CommonMark's value is precision: it defines a strict parsing algorithm so that the same input always produces the same output, regardless of which CommonMark-compliant parser handles it. GFM inherits that precision and adds the six extensions on top.
Most modern static site generators support GFM or can be configured to do so:
| SSG | Default parser | GFM support | |-----------|-------------------|-------------------| | Next.js | remark | via remark-gfm | | Astro | remark | via remark-gfm | | Hugo | goldmark | built in | | Jekyll | kramdown | partial (no task lists by default) | | Eleventy | markdown-it | via plugin |
If your SSG uses remark, adding remark-gfm to your unified pipeline is the standard path to full GFM support.
GFM in md0 Tools
All md0.io tools use a GFM-compatible renderer, so tables, task lists, strikethrough, and autolinks all work without any configuration.

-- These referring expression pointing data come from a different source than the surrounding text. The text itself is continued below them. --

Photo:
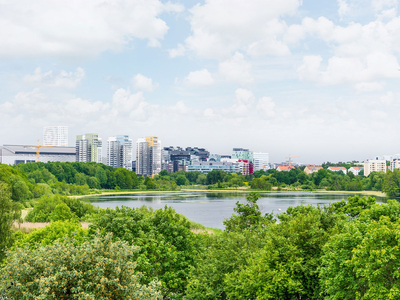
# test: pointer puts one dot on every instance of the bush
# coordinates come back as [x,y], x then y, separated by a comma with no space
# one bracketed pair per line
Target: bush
[167,245]
[52,232]
[48,209]
[97,269]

- /cheatsheet: full syntax reference covering GFM and CommonMark syntax side by side
- /editor: split-pane editor with live GFM preview; useful for testing how a document will render before committing it
- /to-html: converts GFM documents to clean HTML, including table markup and checked list items
- /to-table: generates GFM pipe-syntax tables from structured input (paste data, get a table)

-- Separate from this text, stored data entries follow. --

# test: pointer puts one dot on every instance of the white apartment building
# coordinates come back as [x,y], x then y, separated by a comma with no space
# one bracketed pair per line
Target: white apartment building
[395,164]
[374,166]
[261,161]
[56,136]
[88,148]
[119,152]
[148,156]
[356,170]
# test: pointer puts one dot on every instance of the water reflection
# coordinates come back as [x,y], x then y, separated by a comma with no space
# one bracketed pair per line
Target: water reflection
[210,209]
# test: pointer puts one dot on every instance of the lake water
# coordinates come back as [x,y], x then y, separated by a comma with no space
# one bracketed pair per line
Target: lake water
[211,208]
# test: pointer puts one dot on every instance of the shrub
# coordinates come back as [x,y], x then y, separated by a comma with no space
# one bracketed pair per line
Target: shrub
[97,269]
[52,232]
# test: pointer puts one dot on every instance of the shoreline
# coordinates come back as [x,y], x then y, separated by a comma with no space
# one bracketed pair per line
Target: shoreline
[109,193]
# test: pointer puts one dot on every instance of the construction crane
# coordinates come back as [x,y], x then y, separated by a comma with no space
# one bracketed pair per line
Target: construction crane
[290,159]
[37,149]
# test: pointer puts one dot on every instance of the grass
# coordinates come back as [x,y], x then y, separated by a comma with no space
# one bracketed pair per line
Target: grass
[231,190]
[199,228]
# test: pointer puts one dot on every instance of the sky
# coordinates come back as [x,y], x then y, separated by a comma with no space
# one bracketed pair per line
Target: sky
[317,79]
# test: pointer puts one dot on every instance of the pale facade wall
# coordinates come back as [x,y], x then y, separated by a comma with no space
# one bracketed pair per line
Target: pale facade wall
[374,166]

- /toc-generator: builds a GFM-linked table of contents from heading structure in your document
Common Mistakes
A few GFM patterns trip people up repeatedly. Forgetting a blank line before a table is the most common: GFM requires at least one blank line between a paragraph and a table, or the table is parsed as a continuation of the paragraph text. Another frequent issue is assuming that pipe column alignment matters for parsing; GFM ignores visual alignment in the source, but some older parsers do not. Writing raw <script> or <style> tags inside a GFM document on GitHub will silently strip those tags rather than throw an error, which can hide bugs in documents that include inline HTML. Finally, task list nesting requires standard list indentation (two or four spaces depending on the parser); inconsistent indentation causes nested items to render at the wrong level or break out of the list entirely.